Das Jahrzehnt mit Schiller (1794 - 1805)
    1794 gewann Schiller Goethe als Mitarbeiter für die geplante Zeitschrift Die Horen à Schiller war fortan ein häufiger Gast in Goethes Haus und übersiedelte 1799 ganz nach Weimar. Das gemeinsame Wirken erstreckte sich künftig auf gegenseitige Beratung bei programmatischen Schriften, wie Schillers Brieffolge Über die ästhetische Erziehung des Menschengeschlechts, und literarischen Projekten, wie Goethes Roman Wilhelm Meisters Lehrjahre. Goethe wurde zudem regelmäßiger Beiträger der Horen, und er wurde von Schiller zur Vollendung des ersten Teils des Faust gedrängt. In der Zusammenarbeit der beiden Dichter entwickelte sich der an Antike und Renaissance orientierte Stil der "Weimarer Klassik", wobei Goethe die Objektivität der wissenschaftlichen Naturbetrachtung einbrachte, Schiller dagegen die kritische Sittlichkeitslehre Kants. Ausführlich befassten sich beide mit der Theorie der literarischen Gattungen, u. a. mit der Ballade. Der Musenalmanach für das Jahr 1798 enthielt neben Ballade "Die Kraniche des Ibykus" fünf weitere von Goethe: "Der Schatzgräber" "Legende" "Die Braut von Korinth" "Der Gott und die Bajadere" "Der Zauberlehrling" Schillers Tod im Mai 1805 bedeutete eine schmerzliche Zäsur im Leben Goethes. Im Epilog zu Schillers Glocke (1805) setzte Goethe dem Verstorbenen ein einfühlsames literarisches Denkmal.

Die Auseinandersetzung mit der Romantik (1806 - 1814)

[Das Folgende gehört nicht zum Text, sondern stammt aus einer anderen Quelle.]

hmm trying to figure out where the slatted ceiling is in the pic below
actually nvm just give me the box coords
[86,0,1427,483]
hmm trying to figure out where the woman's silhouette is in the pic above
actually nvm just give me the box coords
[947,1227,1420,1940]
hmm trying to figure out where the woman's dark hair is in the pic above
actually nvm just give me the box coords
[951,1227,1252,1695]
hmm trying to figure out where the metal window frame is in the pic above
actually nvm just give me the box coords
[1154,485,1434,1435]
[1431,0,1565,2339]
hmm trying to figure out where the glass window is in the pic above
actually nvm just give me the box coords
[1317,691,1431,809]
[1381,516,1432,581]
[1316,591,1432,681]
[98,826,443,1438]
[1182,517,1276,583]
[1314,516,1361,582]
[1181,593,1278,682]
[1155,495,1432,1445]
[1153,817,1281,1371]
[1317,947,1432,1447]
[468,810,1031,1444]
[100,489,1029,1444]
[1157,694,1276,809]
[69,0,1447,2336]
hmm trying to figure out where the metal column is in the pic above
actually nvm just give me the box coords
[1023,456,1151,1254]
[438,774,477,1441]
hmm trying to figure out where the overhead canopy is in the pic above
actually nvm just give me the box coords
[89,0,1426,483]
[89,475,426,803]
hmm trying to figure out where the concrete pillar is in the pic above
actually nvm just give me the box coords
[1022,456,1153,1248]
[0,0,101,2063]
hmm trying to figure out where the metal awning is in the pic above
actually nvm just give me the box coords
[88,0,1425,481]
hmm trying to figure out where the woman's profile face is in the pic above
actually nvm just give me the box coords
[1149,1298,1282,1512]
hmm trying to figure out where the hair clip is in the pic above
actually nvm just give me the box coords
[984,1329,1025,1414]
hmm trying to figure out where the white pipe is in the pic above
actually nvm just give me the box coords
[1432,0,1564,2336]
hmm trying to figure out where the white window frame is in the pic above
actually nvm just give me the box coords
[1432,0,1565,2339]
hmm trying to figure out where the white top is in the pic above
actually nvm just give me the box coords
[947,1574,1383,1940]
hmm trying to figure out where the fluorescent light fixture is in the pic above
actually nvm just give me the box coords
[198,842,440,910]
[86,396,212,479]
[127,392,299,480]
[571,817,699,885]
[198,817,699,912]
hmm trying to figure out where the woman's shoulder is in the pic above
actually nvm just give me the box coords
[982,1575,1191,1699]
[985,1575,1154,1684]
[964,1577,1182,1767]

    Zum wichtigsten geistigen Weggefährten wurde Wilhelm von Humboldt. Er ließ sich von Achim von Arnim und Clemens Brentano, den Herausgebern der Sammlung Des Knaben Wunderhorn (1806 - 1808) zur Beschäftigung mit der Volkspoesie und dem deutschen Mittelalter anregen. Zur glühenden Verehrerin Goethes wurde Bettina Brentano, die spätere Gattin Achims von Arnim, die 1807 erstmals mit ihm in Verbindung trat. Romantische Züge trug die Problematisierung der bürgerlichen Ehe in Goethes Roman Die Wahlverwandtschaften. Vorbild für die Gestalt der Ottilie war die junge Wilhelmine Herzlieb zu der er eine heftige Neigung fasste. 1808 traf Goethe auf dem Erfurter Fürstenkongress mit der bedeutendsten zeitgenössischen Herrschergestalt, Napoleon I., zusammen. Im selben Jahr erschien der erste Teil des Faust (Faust: Eine Tragödie), 1811 der erste Band seiner Autobiographie Aus meinem Leben. Weitere Betätigungsfelder dieser Lebensphase waren Studien zur Farbenlehre und zur Kunst des Mittelalters 1812 kam es in Karlsbad zur persönlichen Begegnung mit Ludwig van Beethoven, der außer Vertonungen von Gedichten Goethes eine Ouvertüre zu Egmont komponiert hatte. 1813 starb die neben Goethe und Schiller wirkungsmächtigste Gestalt des Weimarer Geisteslebens, der Dichter Christoph Martin Wieland, dem Goethe einen respektvollen Nachruf widmete (Zum brüderlichen Andenken Wielands).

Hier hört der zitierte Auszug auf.